Le 12.11.17  En hospitalisation libre en psychiatrie, après une intervention chirurgicale.

 

Bon bah quand le corps prend de la place,

Quand le corps prend de la place, le casque peut être en paix.

Surprenant.

Comme si le corps ne laissait pas la place à l’angoisse.

Alors…

Comme des points de côté dans les épaules,

Les points de suture qui tirent sur l’abdomen.

Mais le casque en paix.

Elle en oublie les médicaments.

Elle en oublie qu’elle passe ses derniers jours en hôpital psychiatrique.

Elle en oublie la peur, l’appréhension du retour au domicile.

C’est comme si presque tout était simple.

Pas besoin de réfléchir des heures.

Quand une belle opportunité de travail se présente elle postule.

Quand elle hésite, elle le dit aux potentiels chefs.

Pas besoin d’un gros salaire.

S’occuper, payer son loyer, avoir du temps pour peindre et pour ses rendez-vous médicaux.

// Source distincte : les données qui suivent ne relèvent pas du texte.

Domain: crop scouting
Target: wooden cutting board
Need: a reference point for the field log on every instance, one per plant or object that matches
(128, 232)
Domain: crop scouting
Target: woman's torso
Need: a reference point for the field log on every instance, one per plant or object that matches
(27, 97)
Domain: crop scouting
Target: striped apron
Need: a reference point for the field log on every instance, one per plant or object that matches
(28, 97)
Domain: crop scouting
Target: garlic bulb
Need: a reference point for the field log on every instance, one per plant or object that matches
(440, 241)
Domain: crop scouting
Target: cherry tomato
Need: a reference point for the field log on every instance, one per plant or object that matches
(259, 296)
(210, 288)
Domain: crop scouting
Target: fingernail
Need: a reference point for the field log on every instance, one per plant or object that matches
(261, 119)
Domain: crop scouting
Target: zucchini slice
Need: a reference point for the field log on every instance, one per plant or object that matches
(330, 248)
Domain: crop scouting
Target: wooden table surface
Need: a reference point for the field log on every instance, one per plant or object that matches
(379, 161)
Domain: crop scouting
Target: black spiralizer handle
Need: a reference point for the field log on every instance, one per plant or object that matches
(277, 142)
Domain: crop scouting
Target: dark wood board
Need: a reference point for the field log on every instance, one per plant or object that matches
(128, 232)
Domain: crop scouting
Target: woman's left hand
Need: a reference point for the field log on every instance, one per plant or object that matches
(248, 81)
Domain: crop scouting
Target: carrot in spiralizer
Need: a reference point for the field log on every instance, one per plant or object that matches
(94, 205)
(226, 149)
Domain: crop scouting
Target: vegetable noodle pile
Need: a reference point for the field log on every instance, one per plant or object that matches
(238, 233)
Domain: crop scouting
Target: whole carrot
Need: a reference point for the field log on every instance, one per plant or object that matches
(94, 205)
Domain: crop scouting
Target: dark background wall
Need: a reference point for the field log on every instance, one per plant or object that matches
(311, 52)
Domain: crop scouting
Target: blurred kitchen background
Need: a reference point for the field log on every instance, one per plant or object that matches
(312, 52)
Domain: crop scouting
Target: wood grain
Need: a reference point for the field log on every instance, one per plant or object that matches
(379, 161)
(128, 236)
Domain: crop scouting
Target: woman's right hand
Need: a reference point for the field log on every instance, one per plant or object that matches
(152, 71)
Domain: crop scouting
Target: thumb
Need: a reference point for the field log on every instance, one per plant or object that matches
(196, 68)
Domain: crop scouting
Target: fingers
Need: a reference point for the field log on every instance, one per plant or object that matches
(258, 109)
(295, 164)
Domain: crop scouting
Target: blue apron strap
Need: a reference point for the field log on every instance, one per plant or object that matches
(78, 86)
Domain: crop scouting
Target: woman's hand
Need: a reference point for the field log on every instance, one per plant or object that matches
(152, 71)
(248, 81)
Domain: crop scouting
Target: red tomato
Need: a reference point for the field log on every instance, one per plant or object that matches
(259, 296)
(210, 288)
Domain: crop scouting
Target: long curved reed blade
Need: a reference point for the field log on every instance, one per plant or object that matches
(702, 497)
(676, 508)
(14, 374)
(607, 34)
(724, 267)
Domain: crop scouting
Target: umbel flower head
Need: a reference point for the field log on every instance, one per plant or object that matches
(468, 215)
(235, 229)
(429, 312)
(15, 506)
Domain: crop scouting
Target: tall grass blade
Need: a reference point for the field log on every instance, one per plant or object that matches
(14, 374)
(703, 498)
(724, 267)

Elle veut travailler en lien.

Travailler avec des gens.

Pourquoi-pas servir vaguement à quelque chose.

Elle se sent capable dans sa tête.

Bientôt son corps le sera aussi.

Les choses impossibles habituellement pour sa tête semblent atteignables.

Julien lui dit « j’aime bien » quand elle lui montre sa lettre de motivation.

Elle les envoie sous antidouleurs tard le soir, pas aux bons mails, avec des corrections à faire.

Mais tant pis.

Elle le fait.

Elle ne l’aurait pas fait il y a quelques semaines, quelques mois.

Lisa, sa colocataire lui manque.

Sa maison aussi.

C’est la première fois qu’un lieu de vie en dehors de l’hôpital lui manque.

Elle a hâte de retrouver leur appartement, la vie du quartier…

Elle a hâte en ayant le casque en paix.

Le casque reste rarement en paix longtemps.

Elle profite de ce répit, de cette trêve.

Une trêve pour retourner voir la vraie vie, en dehors de quatre murs,

En dehors de rendez-vous quotidiens avec Le Disciple…

Soutenue par la nouvelle psychologue, La Recommandée.

Elle sait qu’elle peut réussir à vivre.

Alors elle a besoin de l’écrire.

Que c’est possible.

Que les émotions ne débordent pas tout le temps.

Que la modération n’est pas un gros mot.

Elle peut vivre en gris.

Sans le translucide ou le technicolor.

En gris.

Ses douleurs au corps lui imposent un rythme modéré.

Ne pas rien faire, ne pas forcer.

Etre dans une certaine mesure,

C’est presque nouveau,

C’est l’une des premières fois qu’elle s’en rend compte.

Elle ne comprend pas vraiment ce qui se passe.

C’est reposant.

Elle peut dormir sans crainte.

Au moins faire la sieste.

 

Une douleur constante au corps pour un casque en paix.